JSE-listed technology company Allied Technologies (Altech) has bought Cape-based Swist Technology Solutions (Swisttech) for R52 million.
Altech says it will pay R30 million upfront and the balance over three years, based on certain agreed targets that Swisttech needs to achieve over that time. Swisttech was a sister company to popular social media group MXit when both companies were housed in Swist Group.
Swisttech is an independent software vendor, which focuses on infrastructure and integration services, mobility services and software development. It is also a “major” billing software vendor in the local market, says Altech.
The listed company explains Swisttech has “significant” synergies with other Altech operations, especially with Altech ISIS.

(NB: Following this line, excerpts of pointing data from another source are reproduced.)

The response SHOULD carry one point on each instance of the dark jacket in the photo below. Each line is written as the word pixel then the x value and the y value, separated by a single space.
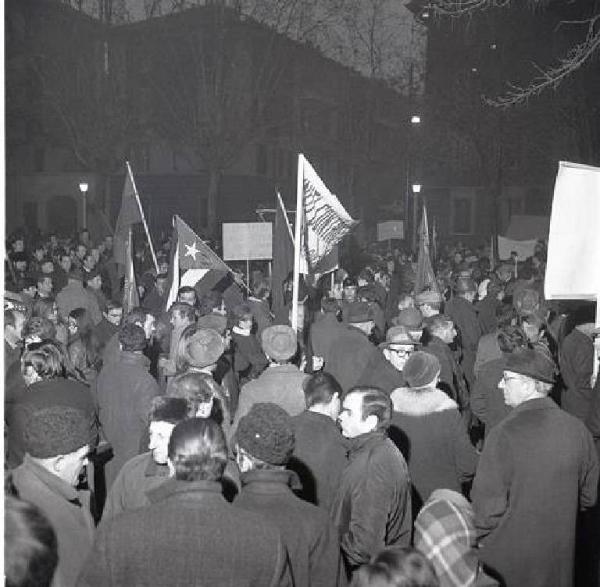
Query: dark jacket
pixel 67 510
pixel 43 394
pixel 307 531
pixel 576 358
pixel 189 535
pixel 124 391
pixel 372 508
pixel 430 433
pixel 538 468
pixel 320 457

Altech ISIS, a South African-based telecoms solutions provider and systems integrator, is a division of Altech Information Technologies, a subsidiary of the Altech group. The unit was established in 1984 and its solutions support more than 60 million subscribers.
Altech CEO Craig Venter says the deal “enhances our ability to move up the value chain by providing end-to-end solutions, particularly into the financial services and telecoms industries”.

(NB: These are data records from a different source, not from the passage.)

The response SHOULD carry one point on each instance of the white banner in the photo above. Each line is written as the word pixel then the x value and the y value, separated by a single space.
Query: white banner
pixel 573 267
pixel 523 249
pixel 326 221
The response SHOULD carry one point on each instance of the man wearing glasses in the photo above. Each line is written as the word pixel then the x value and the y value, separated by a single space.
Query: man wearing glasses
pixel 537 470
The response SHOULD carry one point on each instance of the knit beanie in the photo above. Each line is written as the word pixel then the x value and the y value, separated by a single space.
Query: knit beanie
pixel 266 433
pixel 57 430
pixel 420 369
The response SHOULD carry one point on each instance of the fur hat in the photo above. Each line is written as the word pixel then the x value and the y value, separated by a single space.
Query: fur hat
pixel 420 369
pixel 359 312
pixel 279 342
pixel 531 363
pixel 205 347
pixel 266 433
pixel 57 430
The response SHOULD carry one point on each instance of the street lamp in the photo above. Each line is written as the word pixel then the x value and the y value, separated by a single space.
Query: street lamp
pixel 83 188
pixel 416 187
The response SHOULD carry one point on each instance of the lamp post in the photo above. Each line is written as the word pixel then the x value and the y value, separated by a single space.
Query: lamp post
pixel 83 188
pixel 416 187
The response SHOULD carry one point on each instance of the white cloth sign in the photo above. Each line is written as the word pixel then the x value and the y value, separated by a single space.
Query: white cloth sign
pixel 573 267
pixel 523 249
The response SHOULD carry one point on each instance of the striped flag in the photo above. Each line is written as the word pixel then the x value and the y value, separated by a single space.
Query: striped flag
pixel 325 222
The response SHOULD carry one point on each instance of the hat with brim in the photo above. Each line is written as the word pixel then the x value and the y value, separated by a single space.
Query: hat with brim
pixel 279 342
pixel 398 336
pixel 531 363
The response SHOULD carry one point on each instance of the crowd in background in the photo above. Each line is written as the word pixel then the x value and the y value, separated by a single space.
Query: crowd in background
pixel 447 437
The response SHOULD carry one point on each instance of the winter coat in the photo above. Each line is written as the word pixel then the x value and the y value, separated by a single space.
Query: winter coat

Venter adds Swisttech will also enhance Altech's earning profile. Altech warned on Friday that its full-year earnings to February were likely to be flat compared with the previous year, which could derail a 10-year record.
Swisttech will also enable Altech to offer a turnkey billing solution, which is attractive to network operators, notes Venter. Swisttech's core focus includes delivering infrastructure services, integration services, and developing applications, products and solutions.
Altech will keep existing Swisttech management and staff and has entered into four-year contracts with the company's CEO, Yanesh Ramiah, and key staff. Altech had cash-on-hand of R318 million at the half-year to August.